Secretary of the Air Force Deborah Lee James visited Lockheed Martin’s Fort Worth headquarters Wednesday, making her mark on the F-35 Joint Strike Fighter’s forward fuselage — literally.
“Thank you Team Lockheed Go Air Force!” she wrote on the fuselage, which will be part of the 100th F-35 produced for the Air Force.
James came to Lockheed to check on the progress of the F-35 project. The Pentagon announced that Lockheed will head the F-35 program in 2001, building the Joint Strike Fighter for the Air Force, Navy and Marine Corps. The project was originally meant to finish in 2010, but difficulties with the plane’s propulsion system, reliability and weight put a delay on the project. The project also dealt with some software issues as well.
Despite the delay, James said she was “thoroughly impressed” by the work Lockheed has done so far.
“The team here is really hitting the ball out of the ballpark,” she said.
She said she expects the Air Force to declare “initial operating capability” for the F-35 by August 2016, meaning the plane can fly in limited combat operations. The Marines declared initial operating capability in July, while the Navy is expected to give the F-35 the same designation in 2018.
The planes are expected to be fully ready for combat by early 2020, said Lockheed spokesman Mike Rein.
As the project continues, Lockheed plans to add about 1,000 jobs in the next three years, he said.
The cost of the entire project, from its beginning in 2001 until 2039, is projected to be about $389 billion.
James said one of her biggest concerns is the government’s sequestration of the armed forces budget, which puts a ceiling on how much money is spent on the military.
Unless the government reverses sequestration, funding for the F-35 project will be negatively affected, she said.

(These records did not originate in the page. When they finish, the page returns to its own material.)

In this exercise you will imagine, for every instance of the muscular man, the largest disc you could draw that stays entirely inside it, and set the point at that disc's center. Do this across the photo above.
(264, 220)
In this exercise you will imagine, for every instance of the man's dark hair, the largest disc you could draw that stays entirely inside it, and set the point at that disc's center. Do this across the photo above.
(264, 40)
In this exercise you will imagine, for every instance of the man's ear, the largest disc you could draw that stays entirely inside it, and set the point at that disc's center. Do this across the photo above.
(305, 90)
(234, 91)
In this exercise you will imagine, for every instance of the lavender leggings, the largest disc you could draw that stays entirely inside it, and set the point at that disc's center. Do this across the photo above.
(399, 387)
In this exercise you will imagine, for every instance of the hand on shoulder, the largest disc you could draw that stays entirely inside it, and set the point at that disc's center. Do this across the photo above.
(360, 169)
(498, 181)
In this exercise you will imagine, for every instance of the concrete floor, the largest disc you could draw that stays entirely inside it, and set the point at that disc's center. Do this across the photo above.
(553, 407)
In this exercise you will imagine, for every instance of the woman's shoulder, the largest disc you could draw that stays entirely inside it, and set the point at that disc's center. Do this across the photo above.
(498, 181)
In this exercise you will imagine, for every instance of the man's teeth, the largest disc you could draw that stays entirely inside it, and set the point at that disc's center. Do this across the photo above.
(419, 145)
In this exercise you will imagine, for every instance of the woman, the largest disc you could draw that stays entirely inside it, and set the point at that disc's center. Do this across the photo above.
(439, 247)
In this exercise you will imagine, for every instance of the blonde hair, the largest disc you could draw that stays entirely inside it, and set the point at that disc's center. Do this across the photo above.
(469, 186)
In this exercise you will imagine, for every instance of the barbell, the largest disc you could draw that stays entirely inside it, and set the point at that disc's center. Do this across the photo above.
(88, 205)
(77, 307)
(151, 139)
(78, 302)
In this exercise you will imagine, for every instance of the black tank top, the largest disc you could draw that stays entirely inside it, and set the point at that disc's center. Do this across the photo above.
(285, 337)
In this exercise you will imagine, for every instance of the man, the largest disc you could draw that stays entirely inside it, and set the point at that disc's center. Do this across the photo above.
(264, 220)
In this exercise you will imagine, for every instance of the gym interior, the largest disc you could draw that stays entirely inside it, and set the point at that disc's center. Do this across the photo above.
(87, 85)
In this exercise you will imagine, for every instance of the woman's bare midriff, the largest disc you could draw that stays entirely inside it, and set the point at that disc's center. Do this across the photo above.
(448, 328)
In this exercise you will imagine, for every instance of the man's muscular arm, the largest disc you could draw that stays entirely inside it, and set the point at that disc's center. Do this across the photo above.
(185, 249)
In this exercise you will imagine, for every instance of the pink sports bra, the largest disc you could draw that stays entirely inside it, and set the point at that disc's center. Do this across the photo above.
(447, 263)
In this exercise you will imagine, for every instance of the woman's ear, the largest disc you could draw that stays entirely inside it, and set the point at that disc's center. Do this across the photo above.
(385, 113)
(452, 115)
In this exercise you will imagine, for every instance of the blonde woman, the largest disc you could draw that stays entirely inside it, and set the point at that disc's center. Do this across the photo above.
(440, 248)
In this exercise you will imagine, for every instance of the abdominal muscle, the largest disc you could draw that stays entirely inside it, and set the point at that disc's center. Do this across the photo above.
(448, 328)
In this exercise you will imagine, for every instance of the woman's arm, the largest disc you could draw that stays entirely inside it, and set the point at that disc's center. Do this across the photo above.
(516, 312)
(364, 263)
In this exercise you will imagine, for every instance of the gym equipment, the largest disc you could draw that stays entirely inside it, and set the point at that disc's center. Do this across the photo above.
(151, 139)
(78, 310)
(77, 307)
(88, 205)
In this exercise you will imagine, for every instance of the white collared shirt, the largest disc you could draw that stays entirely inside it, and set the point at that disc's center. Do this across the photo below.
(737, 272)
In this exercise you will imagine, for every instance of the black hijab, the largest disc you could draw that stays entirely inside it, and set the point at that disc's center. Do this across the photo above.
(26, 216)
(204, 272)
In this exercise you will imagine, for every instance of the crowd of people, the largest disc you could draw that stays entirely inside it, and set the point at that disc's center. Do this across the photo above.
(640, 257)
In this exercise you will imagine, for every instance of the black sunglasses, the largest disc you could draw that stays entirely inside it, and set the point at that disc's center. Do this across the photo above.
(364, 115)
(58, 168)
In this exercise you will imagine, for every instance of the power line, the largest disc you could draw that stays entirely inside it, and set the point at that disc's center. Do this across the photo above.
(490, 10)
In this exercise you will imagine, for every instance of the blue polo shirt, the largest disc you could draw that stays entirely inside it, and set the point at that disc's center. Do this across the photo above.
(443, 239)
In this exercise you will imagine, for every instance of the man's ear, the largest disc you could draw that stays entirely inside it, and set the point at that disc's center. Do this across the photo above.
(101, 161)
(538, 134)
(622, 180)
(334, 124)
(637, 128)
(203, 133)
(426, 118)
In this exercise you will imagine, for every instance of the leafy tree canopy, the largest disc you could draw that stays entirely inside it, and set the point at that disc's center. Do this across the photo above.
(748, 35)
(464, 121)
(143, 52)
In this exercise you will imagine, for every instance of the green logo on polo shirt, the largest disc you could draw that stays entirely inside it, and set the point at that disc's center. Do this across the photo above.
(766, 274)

“I never miss an opportunity to call upon Congress to lift sequestration and give our military the right amount of money that we need to be able to support our people and their training and their equipment,” she said. “I’m worried about our current state of affairs in Washington.”
Lockheed plans to deliver a total of 3,170 F-35s to both the U.S. and foreign military. The projected cost to purchase an F-35 in 2018 will be $85 million, which is equivalent to $75 million today.
The F-35 has three variants: the F-35A, F-35B and F-35C. The plane uses stealth technology to give pilots greater anonymity in the air, allowing them to hit targets without being seen by the enemy.
James said she understands the difficulty of dealing with software, but she’s optimistic that the issues will be fixed in time.
“If there’s a long pole in the tent, it probably relates to some of the software code and to some of the mission planning systems which are crucial for the operation of the aircraft,” she said. “Again, there’s a path forward. We think we’re going to get there to declare initial operating capability next year, and that’s what we’re driving toward.”
James also paid a visit to fellow Fort Worth defense firm Bell Helicopter earlier in the day. James was given a company overview by Bell Helicopter leaders, followed by an update on the V-22 program and the company’s entrant into Future Vertical Lift program with the V-280 Valor tiltrotor. The Future Vertical Lift program is meant to develop a replacement for current vertical lift vehicles, such as the Black Hawk. The Secretary also tried out a V-280 tiltrotor avionics simulator as well as a tour through the Bell Helicopter advanced composite center.
“We were delighted to host the Secretary today and honored to have the opportunity to show her in person the work Bell Helicopter is performing every day on current and future tiltrotor platforms,” said Bell Helicopter President and CEO John Garrison. “The V-22 continues to redefine what is possible in military operations, and we are grateful to the Secretary for making time in her schedule to see firsthand where this transformative technology takes shape at our Fort Worth campus.”